A seventh blind test of crystal structure prediction was organized by the Cambridge Crystallographic Data Centre featuring seven target systems of varying complexity: a silicon and iodine-containing molecule, a copper coordination complex, a near-rigid molecule, a cocrystal, a polymorphic small agrochemical, a highly flexible polymorphic drug candidate, and a polymorphic morpholine salt. In this first of two parts focusing on structure generation methods, many crystal structure prediction (CSP) methods performed well for the small but flexible agrochemical compound, successfully reproducing the experimentally observed crystal structures, while few groups were successful for the systems of higher complexity. A powder X-ray diffraction (PXRD) assisted exercise demonstrated the use of CSP in successfully determining a crystal structure from a low-quality PXRD pattern. The use of CSP in the prediction of likely cocrystal stoichiometry was also explored, demonstrating multiple possible approaches. Crystallographic disorder emerged as an important theme throughout the test as both a challenge for analysis and a major achievement where two groups blindly predicted the existence of disorder for the first time. Additionally, large-scale comparisons of the sets of predicted crystal structures also showed that some methods yield sets that largely contain the same crystal structures. 

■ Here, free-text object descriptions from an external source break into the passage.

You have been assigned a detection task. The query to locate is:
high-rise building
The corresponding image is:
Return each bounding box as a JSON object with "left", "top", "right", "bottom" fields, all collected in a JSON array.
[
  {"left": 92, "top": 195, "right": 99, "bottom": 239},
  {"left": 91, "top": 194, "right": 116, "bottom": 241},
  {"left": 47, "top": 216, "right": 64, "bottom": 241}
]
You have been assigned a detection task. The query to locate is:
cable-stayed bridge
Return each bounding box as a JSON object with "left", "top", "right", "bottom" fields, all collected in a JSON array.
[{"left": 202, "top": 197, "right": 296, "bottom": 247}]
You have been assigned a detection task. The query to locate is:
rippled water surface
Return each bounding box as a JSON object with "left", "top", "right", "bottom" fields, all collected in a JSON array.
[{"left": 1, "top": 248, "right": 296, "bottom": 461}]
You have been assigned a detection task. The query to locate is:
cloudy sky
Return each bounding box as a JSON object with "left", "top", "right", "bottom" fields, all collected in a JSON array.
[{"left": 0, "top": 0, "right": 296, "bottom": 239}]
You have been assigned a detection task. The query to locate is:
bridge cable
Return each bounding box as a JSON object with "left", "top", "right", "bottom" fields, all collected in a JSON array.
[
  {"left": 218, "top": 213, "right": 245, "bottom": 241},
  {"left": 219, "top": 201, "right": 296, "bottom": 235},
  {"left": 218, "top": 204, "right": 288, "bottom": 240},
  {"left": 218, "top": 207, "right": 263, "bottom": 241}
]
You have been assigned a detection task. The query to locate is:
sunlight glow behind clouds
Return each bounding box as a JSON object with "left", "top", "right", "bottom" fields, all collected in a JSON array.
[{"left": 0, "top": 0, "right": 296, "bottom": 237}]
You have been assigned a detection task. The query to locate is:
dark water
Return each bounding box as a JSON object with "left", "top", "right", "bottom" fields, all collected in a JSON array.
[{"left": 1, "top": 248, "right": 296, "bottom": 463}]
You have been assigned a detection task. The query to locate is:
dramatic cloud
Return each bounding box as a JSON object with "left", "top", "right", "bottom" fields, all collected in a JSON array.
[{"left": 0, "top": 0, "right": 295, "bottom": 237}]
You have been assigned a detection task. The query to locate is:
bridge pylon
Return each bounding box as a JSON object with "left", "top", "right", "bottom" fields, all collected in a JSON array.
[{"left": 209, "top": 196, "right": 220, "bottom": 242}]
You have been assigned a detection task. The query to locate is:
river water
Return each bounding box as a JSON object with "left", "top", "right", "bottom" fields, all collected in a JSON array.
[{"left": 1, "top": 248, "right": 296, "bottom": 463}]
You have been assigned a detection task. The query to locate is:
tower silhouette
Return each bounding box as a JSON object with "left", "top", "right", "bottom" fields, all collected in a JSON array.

A seventh blind test of crystal structure prediction has been organized by the Cambridge Crystallographic Data Centre. The results are presented in two parts, with this second part focusing on methods for ranking crystal structures in order of stability. The exercise involved standardized sets of structures seeded from a range of structure generation methods. Participants from 22 groups applied several periodic DFT-D methods, machine learned potentials, force fields derived from empirical data or quantum chemical calculations, and various combinations of the above. In addition, one non-energy-based scoring function was used. Results showed that periodic DFT-D methods overall agreed with experimental data within expected error margins, while one machine learned model, applying system-specific AIMnet potentials, agreed with experiment in many cases demonstrating promise as an efficient alternative to DFT-based methods. For target XXXII, a consensus was reached across periodic DFT methods, with consistently high predicted energies of experimental forms relative to the global minimum (above 4 kJ mol⁻¹at both low and ambient temperatures) suggesting a more stable polymorph is likely not yet observed. The calculation of free energies at ambient temperatures offered improvement of predictions only in some cases (for targets XXVII and XXXI). Several avenues for future research have been suggested, highlighting the need for greater efficiency considering the vast amounts of resources utilized in many cases.